Снова упав на нары, Анна продолжила реветь.
– Б…ь, да заткнись ты уже, - крикнул девушке жандарм, - Хорэ уже реветь, температуру только себе нагоняешь. Врач сказал, что второй раз на температуру он не придет.
Решив, что нужно как-то успокаиваться, Анна начала думать о том, что она здесь не навечно и через три года, а, может быть, и раньше, ее выпустят на свободу.
«Надо только потерпеть», - подумала девушка, - «Все будет хорошо».
Через дня два температура спала, и, хотя Анна даже не могла подумать о том, чтобы садиться, девушка чувствовала себя значительно лучше.
Известие о том, что ее не оставят на каторге, а куда-то переведут, обрадовало Анну. Девушка начала надеяться, что на новом месте все будет иначе и, не желая объявлять себя политической, решила сочинить легенду о том, что она уголовница, пытаясь забыть то, за что она действительно попала на каторгу.
«Если бы я лавку обворовала или сумку у кого-то из рук вырвала, то мне было бы легче, я бы понимала, что за дело сижу», - думала Анна, - «А так, за что я здесь? Ни за что, за свою беспросветную глупость. Так за беспросветную глупость нельзя же столь сурово наказывать, и если эти проклятые политические себя тут героями чувствуют, то я понимаю, что я здесь ни за что. И как я должна себя чувствовать в их обществе?»

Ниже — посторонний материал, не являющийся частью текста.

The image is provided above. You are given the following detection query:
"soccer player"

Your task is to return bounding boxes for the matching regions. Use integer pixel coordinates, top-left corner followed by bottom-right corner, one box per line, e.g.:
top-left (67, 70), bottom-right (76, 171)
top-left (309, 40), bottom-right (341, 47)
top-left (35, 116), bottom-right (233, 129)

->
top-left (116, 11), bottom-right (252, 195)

Загадав на Новый год желание о том, чтобы ее перевели куда-то в другое место, девушка начала с нетерпением ожидать этапа. Ко второй половине января тело перестало болеть, Анна начала осторожно садиться.
«Б…ь, и за что мне все это?» - думала девушка, - «Точно, когда меня переведут, всем буду говорить, что я уголовница, я не хочу вспоминать, за что действительно я здесь».
Вспоминая о том, что за все свое время пребывания на Карийской каторге в бараке Анна провела от силы четыре дня, девушка думала о том, что на новом месте, возможно, ей не придется работать на всяких тяжелых работах, вроде промывки золота, а, может быть, ее и дальше будут держать в одиночке, поэтому девушке не придется работать вообще.